Network analysis experiment for the "Web Information Retrieval" course at La Sapienza University of Rome.
The goal is to find the polarization of the communities inside the Twitter social network regarding Coronavirus related topics. Indeed, with social media, misinformation about COVID-19, or vaccines, for example, can reach huge audiences and circulate very quickly. Therefore, it is crucial to find ways to recognize reliable information.

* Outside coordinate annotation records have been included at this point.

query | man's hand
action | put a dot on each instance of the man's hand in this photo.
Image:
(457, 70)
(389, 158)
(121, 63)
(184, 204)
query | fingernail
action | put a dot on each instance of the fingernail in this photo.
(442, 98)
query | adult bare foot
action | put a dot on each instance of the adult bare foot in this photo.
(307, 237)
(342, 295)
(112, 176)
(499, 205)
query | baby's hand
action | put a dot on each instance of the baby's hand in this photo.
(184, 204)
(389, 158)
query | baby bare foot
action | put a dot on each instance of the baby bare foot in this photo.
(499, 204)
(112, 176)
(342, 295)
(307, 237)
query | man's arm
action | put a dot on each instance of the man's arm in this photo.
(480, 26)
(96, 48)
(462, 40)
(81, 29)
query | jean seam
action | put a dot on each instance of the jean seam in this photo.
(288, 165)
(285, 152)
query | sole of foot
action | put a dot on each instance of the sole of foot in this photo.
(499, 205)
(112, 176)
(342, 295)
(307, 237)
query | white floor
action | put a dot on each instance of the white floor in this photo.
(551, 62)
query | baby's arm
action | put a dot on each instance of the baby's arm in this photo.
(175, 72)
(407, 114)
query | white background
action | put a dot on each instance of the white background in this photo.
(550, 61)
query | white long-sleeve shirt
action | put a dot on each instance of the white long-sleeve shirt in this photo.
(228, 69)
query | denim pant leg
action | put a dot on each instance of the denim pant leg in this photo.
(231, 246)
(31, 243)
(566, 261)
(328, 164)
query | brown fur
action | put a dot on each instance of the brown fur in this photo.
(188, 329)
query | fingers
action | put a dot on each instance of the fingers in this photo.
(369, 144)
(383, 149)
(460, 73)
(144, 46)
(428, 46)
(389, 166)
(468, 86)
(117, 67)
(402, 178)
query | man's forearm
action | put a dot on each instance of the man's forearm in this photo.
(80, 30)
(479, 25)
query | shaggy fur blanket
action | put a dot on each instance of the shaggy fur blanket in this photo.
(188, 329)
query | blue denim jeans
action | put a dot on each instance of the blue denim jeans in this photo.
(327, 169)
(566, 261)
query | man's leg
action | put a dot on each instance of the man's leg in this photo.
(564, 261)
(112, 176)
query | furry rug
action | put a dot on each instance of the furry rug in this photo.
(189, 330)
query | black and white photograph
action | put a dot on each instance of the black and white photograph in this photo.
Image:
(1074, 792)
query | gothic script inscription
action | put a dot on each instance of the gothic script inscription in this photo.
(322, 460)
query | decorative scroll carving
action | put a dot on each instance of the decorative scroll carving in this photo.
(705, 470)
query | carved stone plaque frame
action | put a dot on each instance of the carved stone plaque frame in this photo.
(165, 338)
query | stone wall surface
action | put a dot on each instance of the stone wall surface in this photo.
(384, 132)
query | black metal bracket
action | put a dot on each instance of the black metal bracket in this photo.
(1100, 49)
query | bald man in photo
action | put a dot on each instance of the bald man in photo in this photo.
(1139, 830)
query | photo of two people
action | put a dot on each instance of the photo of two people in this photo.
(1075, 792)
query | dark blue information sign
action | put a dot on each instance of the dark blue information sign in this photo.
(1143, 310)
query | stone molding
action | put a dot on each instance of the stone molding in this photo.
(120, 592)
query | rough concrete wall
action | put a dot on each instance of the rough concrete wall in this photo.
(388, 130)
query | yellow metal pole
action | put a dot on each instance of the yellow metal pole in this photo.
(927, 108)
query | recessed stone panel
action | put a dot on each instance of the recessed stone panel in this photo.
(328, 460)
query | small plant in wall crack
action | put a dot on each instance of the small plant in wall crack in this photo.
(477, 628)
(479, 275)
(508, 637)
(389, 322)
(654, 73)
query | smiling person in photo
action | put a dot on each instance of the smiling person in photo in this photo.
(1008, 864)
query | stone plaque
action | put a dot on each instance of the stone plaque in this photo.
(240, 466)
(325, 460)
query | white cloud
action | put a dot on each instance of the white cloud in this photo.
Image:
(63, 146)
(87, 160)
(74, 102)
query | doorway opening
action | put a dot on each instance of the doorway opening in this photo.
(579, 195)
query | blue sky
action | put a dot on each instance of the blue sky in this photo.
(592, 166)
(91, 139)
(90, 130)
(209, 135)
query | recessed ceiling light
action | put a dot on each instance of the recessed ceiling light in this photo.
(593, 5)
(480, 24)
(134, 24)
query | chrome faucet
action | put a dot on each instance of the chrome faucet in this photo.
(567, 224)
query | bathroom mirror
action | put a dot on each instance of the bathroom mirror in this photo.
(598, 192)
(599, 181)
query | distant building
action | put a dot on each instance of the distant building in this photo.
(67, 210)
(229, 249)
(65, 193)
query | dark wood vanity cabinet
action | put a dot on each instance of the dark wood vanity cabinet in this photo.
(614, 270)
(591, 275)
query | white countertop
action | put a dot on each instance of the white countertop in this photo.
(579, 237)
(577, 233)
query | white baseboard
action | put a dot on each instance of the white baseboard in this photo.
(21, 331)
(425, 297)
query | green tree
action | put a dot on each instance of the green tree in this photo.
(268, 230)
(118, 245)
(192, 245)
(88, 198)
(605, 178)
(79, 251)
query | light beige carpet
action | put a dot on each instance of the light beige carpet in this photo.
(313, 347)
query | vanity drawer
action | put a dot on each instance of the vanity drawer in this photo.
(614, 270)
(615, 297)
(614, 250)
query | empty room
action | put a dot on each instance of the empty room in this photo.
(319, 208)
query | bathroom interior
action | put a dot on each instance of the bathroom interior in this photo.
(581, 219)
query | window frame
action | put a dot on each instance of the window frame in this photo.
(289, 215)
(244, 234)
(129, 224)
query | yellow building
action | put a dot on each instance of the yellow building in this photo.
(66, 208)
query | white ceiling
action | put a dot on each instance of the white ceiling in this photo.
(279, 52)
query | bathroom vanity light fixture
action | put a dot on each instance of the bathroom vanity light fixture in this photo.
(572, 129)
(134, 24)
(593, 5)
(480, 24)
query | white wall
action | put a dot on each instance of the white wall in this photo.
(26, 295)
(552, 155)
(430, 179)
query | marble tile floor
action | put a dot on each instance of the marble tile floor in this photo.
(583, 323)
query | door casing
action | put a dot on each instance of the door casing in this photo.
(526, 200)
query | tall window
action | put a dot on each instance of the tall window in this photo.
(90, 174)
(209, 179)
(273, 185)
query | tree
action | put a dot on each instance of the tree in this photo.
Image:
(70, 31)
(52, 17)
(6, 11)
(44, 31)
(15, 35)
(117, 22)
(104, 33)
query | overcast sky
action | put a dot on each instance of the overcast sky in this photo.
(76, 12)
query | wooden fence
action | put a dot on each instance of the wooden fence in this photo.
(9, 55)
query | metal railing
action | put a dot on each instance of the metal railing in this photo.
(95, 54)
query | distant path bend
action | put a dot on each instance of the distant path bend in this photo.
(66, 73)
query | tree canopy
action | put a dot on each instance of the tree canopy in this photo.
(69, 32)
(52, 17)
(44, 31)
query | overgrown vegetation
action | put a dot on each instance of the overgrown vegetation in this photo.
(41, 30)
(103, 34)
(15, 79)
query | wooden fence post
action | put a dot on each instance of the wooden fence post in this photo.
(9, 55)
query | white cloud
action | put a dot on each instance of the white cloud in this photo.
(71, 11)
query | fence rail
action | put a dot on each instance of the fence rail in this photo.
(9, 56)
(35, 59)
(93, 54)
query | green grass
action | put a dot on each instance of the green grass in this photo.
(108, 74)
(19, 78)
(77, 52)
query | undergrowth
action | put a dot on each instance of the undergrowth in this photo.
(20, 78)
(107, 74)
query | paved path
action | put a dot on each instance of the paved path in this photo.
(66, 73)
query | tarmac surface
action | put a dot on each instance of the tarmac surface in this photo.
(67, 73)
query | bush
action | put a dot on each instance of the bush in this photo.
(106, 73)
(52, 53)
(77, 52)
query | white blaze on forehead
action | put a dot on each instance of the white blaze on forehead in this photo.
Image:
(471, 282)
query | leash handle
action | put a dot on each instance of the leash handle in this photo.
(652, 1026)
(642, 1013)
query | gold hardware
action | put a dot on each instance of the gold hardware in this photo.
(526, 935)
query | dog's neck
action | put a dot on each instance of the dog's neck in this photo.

For the experiment documents:
Network seed dataset:
- The "Coronavirus Tweet Ids" dataset from Harvard University [version 1]
- Contains the ids of 51,798,932 tweets related to Coronavirus or COVID-19;
- Collected between March 3, 2020 and March 19, 2020 from the Twitter API using Social Feed Manager;
- Collected using the POST statuses/filter method of the Twitter Stream API, using the track parameter with the following keywords: #Coronavirus, #Coronaoutbreak, #COVID19;
Once preprocessed the dataset, we executed the following steps:
- Build the users graph
- node ⇒ user
- edge ⇒ interaction or common domain cited (undirected and weighted)
- Louvain’s method to extract communities from large networks
- Word embedding and semantic deviation
Note: We do not aim to open a debate on social media misinformation during the pandemic period, indeed our analysis considers only partial information. Thus, take in consideration that our result cannot be used as a real estimator.